UPDATED 00:07 EDT / MARCH 25 2021

SECURITY

Insurance company CNA Financial goes offline following a cybersecurity attack

Insurance company CNA Financial Corp. has suffered a cybersecurity attack and the company’s offline as of late Wednesday.

The exact form of the attack is unknown. The company said on its website that it had been targeted by a “sophisticated cybersecurity attack.” The attack is said by the company to have caused “network disruption and impacted certain CNA systems, including corporate email.”

“Upon learning of the incident, we immediately engaged a team of third-party forensic experts to investigate and determine the full scope of this incident, which is ongoing,” the company said. “We have alerted law enforcement and will be cooperating with them as they conduct their own investigation.”

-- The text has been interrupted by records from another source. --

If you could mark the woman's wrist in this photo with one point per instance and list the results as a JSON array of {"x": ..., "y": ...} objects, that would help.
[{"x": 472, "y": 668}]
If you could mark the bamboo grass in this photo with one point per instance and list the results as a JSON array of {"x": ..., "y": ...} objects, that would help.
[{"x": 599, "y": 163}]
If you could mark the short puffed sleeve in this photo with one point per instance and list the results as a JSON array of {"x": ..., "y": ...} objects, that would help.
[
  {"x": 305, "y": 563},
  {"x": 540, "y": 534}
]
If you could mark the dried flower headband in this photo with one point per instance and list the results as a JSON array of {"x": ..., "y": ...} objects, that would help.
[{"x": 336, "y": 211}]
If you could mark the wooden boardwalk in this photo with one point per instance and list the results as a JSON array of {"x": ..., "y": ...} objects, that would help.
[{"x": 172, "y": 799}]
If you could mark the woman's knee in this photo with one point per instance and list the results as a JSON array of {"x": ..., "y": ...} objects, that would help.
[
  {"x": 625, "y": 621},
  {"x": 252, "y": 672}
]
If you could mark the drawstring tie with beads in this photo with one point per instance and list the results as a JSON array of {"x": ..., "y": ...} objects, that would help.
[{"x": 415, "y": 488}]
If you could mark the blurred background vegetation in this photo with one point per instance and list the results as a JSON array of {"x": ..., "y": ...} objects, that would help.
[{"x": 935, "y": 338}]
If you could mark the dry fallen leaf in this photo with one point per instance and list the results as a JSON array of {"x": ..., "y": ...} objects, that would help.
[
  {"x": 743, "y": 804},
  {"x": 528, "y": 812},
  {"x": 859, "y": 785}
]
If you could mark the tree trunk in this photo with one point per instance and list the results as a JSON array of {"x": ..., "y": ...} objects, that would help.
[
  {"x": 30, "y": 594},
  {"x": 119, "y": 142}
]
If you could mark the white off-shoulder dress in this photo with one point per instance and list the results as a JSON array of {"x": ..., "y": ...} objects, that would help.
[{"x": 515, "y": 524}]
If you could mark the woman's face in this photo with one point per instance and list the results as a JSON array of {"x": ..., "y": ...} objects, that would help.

The likeliest culprit is a ransomware attack. While not saying it was REvil, Bleeping Computer reported that the REvil ransomware gang stated in a recent interview that insurance companies are valuable targets.

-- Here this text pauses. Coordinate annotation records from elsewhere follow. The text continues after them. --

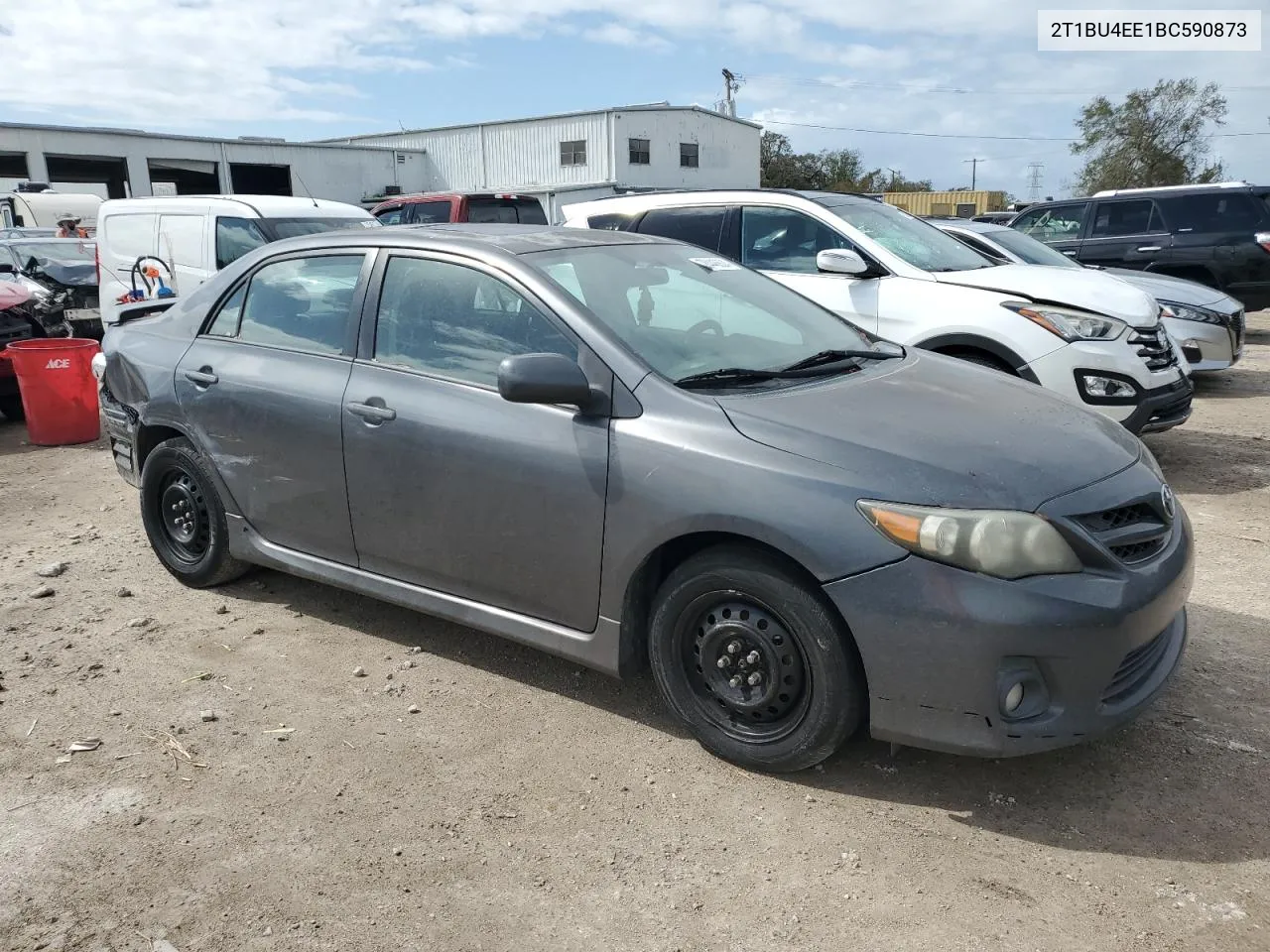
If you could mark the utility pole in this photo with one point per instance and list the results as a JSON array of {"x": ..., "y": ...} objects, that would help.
[
  {"x": 974, "y": 169},
  {"x": 730, "y": 84},
  {"x": 1034, "y": 171}
]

“Yes, this is one of the tastiest morsels,” a spokesperson for REvil said. “Especially to hack the insurers first — to get their customer base and work in a targeted way from there. And after you go through the list, then hit the insurer themselves.”

If it was REvil, the attack on CNA is yet another notch on its hacking list. The ransomware gang was last in the news March 21 for successfully targeting hardware and electronics firm Acer Inc. and demanding a $50 million ransom. Previous REvil victims include celebrity law firm Grubman Shire Meiselas & Sacks in May and foreign exchange provider Travelex in late December 2019.

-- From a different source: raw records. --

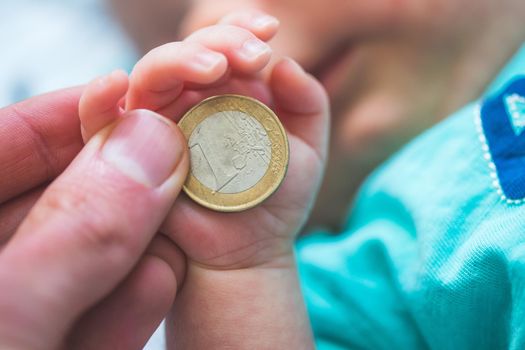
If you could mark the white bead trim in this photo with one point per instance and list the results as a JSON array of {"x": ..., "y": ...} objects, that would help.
[{"x": 490, "y": 163}]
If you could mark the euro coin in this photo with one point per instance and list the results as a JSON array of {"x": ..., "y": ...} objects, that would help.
[{"x": 238, "y": 152}]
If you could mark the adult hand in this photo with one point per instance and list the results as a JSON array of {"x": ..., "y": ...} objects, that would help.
[{"x": 83, "y": 267}]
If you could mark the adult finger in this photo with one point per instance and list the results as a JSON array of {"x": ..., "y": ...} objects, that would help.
[
  {"x": 12, "y": 213},
  {"x": 38, "y": 138},
  {"x": 128, "y": 317},
  {"x": 89, "y": 228}
]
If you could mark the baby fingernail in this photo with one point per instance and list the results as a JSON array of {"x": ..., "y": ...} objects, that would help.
[
  {"x": 294, "y": 65},
  {"x": 206, "y": 60},
  {"x": 144, "y": 147},
  {"x": 264, "y": 21},
  {"x": 253, "y": 48}
]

But insurance companies are an especially tempting target, Saryu Nayyar, chief executive officer of unified security and risk analytics company Gurucul Solutions Pvt Ltd. A.G., told SiliconANGLE.

“If an attacker can extract a list of clients who have cyberattack insurance, those clients in turn become inviting targets themselves,” Nayyar explained. “Since they have insurance, they are seen as more likely to pay off a ransom. It’s a win-win for the attackers and a lose-lose for everyone else.”